Very quick and dirty benchmark to test new Linux server performance:
[root@centos run]# cat zbench.linux
#!/bin/ksh
# wget http://www.bitmover.com/lmbench/lmbench3.tar.gz
# ps -e -o "pid,ppid,user,group,cpu,time,etime,pcpu,vsz,thcount,args" | sort -nrk 8 | head
# wget http://www.bitmover.com/lmbench/lmbench3.tar.gz
# ps -e -o "pid,ppid,user,group,cpu,time,etime,pcpu,vsz,thcount,args" | sort -nrk 8 | head
# Quick and dirty bc benchmark
(
time ksh loopbench 1000 ./command1
echo "===================================================================================="
for i in {1..20}; do cat lmbench-3.0-a9.tar >> big; done
time ksh loopbench 100 ./command2
rm big
echo "===================================================================================="
# Stream - Memory bandwidth benchmark
stream/stream
echo "===================================================================================="

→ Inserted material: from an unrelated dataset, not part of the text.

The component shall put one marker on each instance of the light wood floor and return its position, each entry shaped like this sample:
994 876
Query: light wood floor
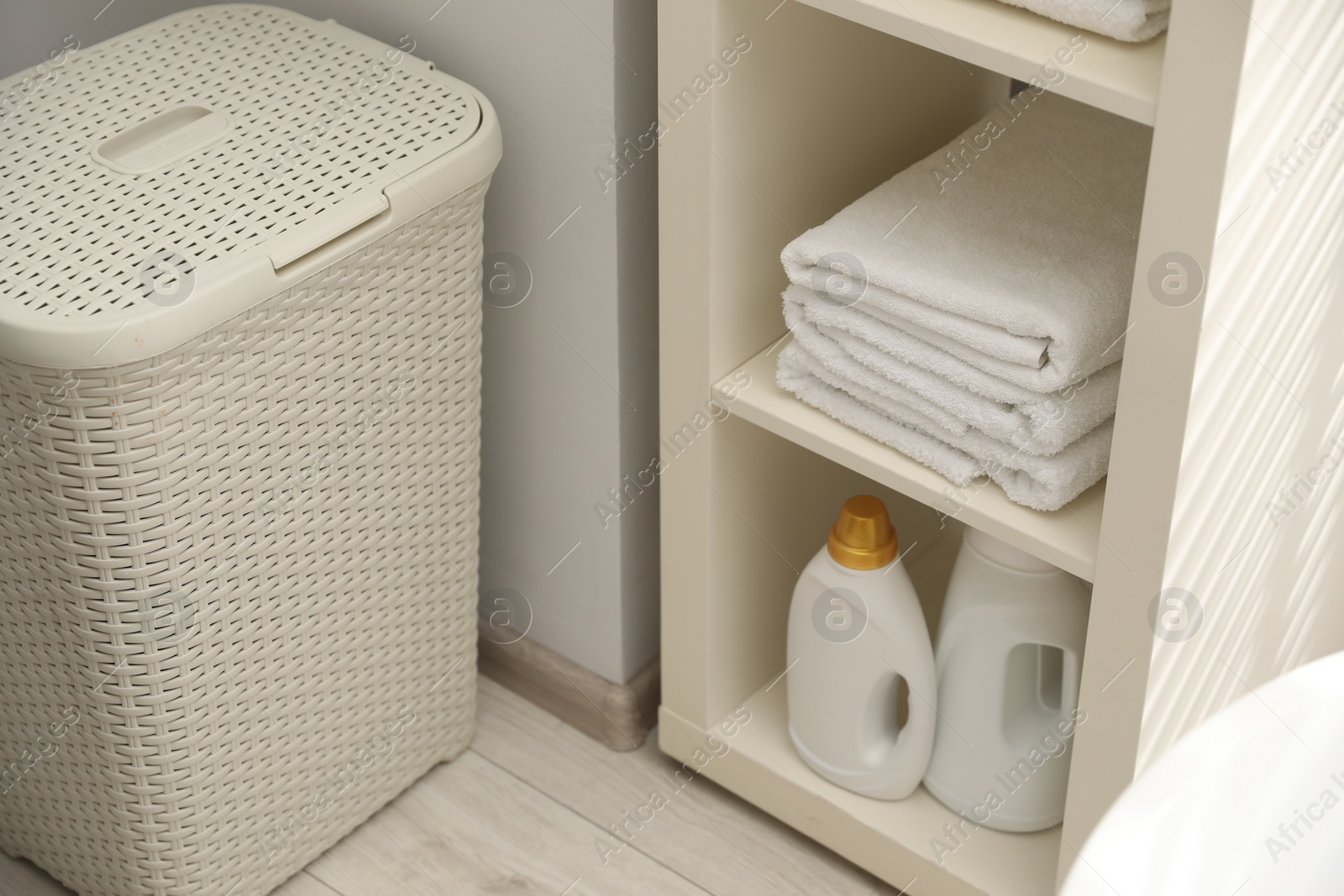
522 812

# LMbench - low level benchmark
lmbench-3.0-a9/bin/i686-pc-linux-gnu/mhz
lmbench-3.0-a9/bin/i686-pc-linux-gnu/stream
lmbench-3.0-a9/bin/i686-pc-linux-gnu/stream -P 10
lmbench-3.0-a9/bin/i686-pc-linux-gnu/lat_mem_rd 512
echo "===================================================================================="
cd javabench; ksh -x run.sh
) 2>&1 | tee zbench.`hostname`
[root@centos run]#
[root@centos run]# cat loopbench
#!/bin/ksh
date
x=1
while [ $x -le $1 ]
do
(
$2 $3 $4 $5 $6 $7 $8 $9 &
)
let x=$x+1done
echo Waiting...
wait
date
[root@centos run]#
[root@centos run]# cat command1
bc > /dev/null <<!
sqrt(1234^1234)
!
[root@centos run]#
[root@centos run]# cat command2
gzip -c big > /dev/null
[root@centos run]#
[root@centos run]# cat javabench/run.sh
time java -server -Xmx512M ackermann 13
time java -server fibo 45
time java -server hash2 3000
time java -server -Xmx512M hash 3000000
time java -server -Xmx512m heapsort 10000000
time java -server matrix 100000
time java -server methcall 1000000000
time java -server nestedloop 45
time java -server objinst 100000000
time java -server random 300000000
time java -server sieve 100000;
time java -server -Xmx450m strcat 10000000
[root@centos run]#
Sample run from a VM on HP N40L with 2 CPU cores:
[root@centos run]# cat zbench.centos.vm_on_n40l-2c
Tue May 29 15:57:57 EST 2012
Waiting...
Tue May 29 16:05:40 EST 2012
real 7m43.09s
user 0m0.13s
sys 0m1.23s
====================================================================================
Tue May 29 16:05:53 EST 2012
Waiting...
Tue May 29 16:06:42 EST 2012
real 0m49.47s
user 0m0.02s
sys 0m0.15s
====================================================================================
-------------------------------------------------------------
STREAM version $Revision: 5.9 $
-------------------------------------------------------------
This system uses 8 bytes per DOUBLE PRECISION word.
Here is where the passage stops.